LITTLE ROCK, Ark. (AP) - Pushing for the implementation of a federal law that he didn't support and adjusting to a General Assembly controlled by his rival party, Arkansas Gov. Mike Beebe may not drive the agenda in his last regular legislative session. The term-limited Democrat seems determined to at least drive the debate.
Beebe used his last State of the State address to urge lawmakers to support expanding the state's Medicaid eligibility under the federal health care law - a measure he once said he would have voted against had he been in Congress.
He did it before a House and Senate now controlled by Republicans who campaigned against the expansion and other parts of the federal overhaul that some derisively call "Obamacare." At the same time, Beebe insisted the Legislature where he served 20 years hadn't changed even after the GOP took it over for the first time in 138 years.
"My instincts tell me that this session will not be that different for either of us," Beebe said.
Beebe's prediction and the vows from the Republican leaders of both chambers to set aside party labels will be put to the test in the coming weeks as lawmakers tackle the proposed Medicaid expansion and a shortfall in the program.
The session is already unlike any other Beebe has faced since taking office in 2007. His push to complete a reduction of the grocery tax - his signature campaign promise - could be overshadowed by the debate over Medicaid expansion. It's an issue that landed in lawmakers' laps after the U.S. Supreme Court upheld the federal health care law. In the same ruling, justices said it was up to states to decide whether to accept the expansion.
At least one of the fights over Medicaid appears easier. Beebe told lawmakers that the expected $138 million shortfall in the state's Medicaid program had become more manageable after costs in the program had seen its slowest growth in 25 years.

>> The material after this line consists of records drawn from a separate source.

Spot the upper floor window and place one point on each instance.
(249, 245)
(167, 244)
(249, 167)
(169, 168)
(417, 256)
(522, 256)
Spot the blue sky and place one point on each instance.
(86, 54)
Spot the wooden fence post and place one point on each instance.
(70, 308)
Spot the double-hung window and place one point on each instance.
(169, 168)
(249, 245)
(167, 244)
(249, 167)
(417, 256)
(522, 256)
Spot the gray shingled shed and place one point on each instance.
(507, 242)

Department of Human Services officials say the program's cost to the state so far this fiscal year is $21 million less than expected, which means they'll avoid cuts to nursing home care proposed to help alleviate the deficit. But Beebe warned that the shortfall won't be completely painless.
"There are no easy cuts to make around the margins," he said.

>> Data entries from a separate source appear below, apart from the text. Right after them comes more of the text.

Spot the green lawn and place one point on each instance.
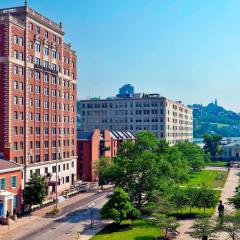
(142, 230)
(208, 178)
(217, 164)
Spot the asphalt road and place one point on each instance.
(74, 218)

The steeper challenge for Beebe will be the Medicaid expansion, which will require the support of at least 75 House members and 27 senators. It was already a longshot when Democrats controlled both chambers, and Republicans now hold 51 of the 100 House seats and 21 of the 35 Senate seats.
Aware of those odds, Beebe pitched the expansion as a chance to help low-income Arkansans while at the same time helping rural hospitals that have to shoulder the cost of uninsured patients and making the state more attractive to business prospects.
"If we have no insurance options available for our low-income workers, while more and more other states add those options, it will make us less business-friendly in comparison," he said. "Available health care has always been an important component of economic development."
He also pleaded with lawmakers to not use the expansion debate as a way to send Washington a message about federal spending.
"We balance our budgets and we don't need to sacrifice our share of federal money to other states," he said. "Refusing money to help our people may make a statement to the federal government, but it will cost us more at home, will jeopardize the health of our fellow Arkansans and won't solve the problems of our national counterparts."
Beebe's argument may encourage supporters of the expansion who are preparing to aggressively lobby legislators over the issue, but swaying over a skeptical GOP-led General Assembly is another matter.
"I really think there's been no movement," Senate President Michael Lamoureux, a Republican who's held out hope for a compromise on expansion, said after Beebe's speech. "If there is movement, it's going to be based on new information from Washington and committee work."
While Lamoureux and other Republicans are looking to Washington for answers on whether such a compromise is possible, Beebe made it clear he's looking there for a different reason.
"We must resolve to not let Washington's animosity seep in and poison our well of civil discourse," Beebe said. "Arkansas cannot change the way things are done in D.C., but we can continue to set the example of how men and women with differing views can still come together in the best interests of our citizens."